I've lost all will to finish this last project for school.
I just spent the better part of 3 days re-writing a term paper. I'm the first person to admit that a writer I am not, but it has never mattered much before because I'm an engineer and engineers are very forgiving. I also find that engineers make lousy editors and rely on my sister to do all my proof-reading for me.
Right now I'm taking two courses for a continuing ed diploma course. Let me say that again, a diploma course. I will not emerge from this with a degree of any description, just a line on my resume that most employers will overlook. I handed in an initial draft of my term paper (admittedly a crappily written paper but can we say diploma course?) without having Fearthainn give it the usual glance. I'm thinking to myself "hey, its an initial draft, I have to be more intelligent than a good percentage of the class, my crap work should get me a B".
Oh how arrogant and naive of me. This particular professor fancies himself a literary genius. He also seems to think that we'll approach this paper as if we really were trying to get ourselves published in a technical journal. I barely passed.
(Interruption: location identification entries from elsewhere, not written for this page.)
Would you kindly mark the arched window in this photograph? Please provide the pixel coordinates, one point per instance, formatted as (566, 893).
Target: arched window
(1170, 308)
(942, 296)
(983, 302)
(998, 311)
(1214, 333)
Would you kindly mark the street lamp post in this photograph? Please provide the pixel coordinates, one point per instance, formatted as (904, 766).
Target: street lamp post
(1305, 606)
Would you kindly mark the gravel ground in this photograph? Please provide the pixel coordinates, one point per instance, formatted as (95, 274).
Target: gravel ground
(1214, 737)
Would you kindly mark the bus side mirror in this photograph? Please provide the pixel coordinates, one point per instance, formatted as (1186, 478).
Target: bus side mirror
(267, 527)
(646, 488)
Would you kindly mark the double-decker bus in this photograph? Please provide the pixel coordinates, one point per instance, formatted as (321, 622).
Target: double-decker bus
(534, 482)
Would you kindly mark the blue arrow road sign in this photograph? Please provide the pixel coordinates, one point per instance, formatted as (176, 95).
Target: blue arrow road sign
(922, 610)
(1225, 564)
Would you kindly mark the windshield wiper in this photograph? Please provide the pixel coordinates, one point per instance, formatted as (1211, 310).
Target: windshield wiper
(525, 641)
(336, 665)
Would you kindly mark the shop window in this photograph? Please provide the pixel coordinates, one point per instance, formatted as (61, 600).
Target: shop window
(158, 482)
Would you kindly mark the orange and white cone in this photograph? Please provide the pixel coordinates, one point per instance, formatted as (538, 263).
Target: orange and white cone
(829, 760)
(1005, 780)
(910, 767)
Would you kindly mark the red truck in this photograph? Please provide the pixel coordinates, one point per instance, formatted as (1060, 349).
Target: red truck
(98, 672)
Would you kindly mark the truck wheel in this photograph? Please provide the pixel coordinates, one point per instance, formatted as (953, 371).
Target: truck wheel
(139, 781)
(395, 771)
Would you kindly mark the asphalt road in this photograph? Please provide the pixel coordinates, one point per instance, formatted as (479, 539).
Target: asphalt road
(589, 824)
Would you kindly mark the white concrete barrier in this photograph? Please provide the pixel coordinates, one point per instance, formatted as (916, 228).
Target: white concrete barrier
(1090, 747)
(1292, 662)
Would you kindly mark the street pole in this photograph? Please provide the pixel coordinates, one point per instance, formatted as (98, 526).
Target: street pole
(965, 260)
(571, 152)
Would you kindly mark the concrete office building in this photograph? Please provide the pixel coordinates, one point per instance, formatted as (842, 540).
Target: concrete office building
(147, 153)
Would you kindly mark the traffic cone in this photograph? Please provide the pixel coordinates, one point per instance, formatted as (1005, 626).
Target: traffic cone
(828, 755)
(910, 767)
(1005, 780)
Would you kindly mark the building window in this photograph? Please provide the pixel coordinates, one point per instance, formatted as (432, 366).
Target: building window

Thank god it was only the initial draft and I have an opportunity to redeem myself on the final draft.
But I'm bitter that I just spent 3 glorious days trying to write a term paper about roads. And I still haven't figured out what a living smile is.
I'm writing a final exam for a Native Plant Propagation course. I have one part of one question left, I have to define Living Smile. I do not believe this is a real noun, and if it is, I do not believe it has anything to do with plants. Am I crazy? Google, msn and yahoo have all failed me. Google Scholar has failed me. Ideas?
This is my current answer:
Living smile (n): The state of bliss seen on the face of someone who is doing something they really love and the results are positive. When a restoration program appears to be successful, the participates wear living smiles. Ok, I have no idea ;)
It's worth 0.5 of a mark. I'm not stressing about it.
I don't know if its the missing hour, the end of the semester stress or what, but I'm in a mood. The last few days were grey and miserable but today was beautiful and spring-like and it didn't do much to lift my spirits. I'm trying to get Steve to finish my course-work for me but he refuses. Mean husband.
I've started my spring cleaning a week ago. Exciting, eh? My spice cupboard is now very pretty. This is what I do when I have a million other things to do - empty cupboards and clean them. I could write a book on the art of procrastination.
Steve and I also started stripping the paint off a chest-of-drawers and dressing table Grandma gave us for the spawn's future bedroom and I'm very impressed with our results so far. When we get them all pretty I'll definately have to take a picture.
Seriously, when all I do is homework and housework I am a boring person indeed. My apologies.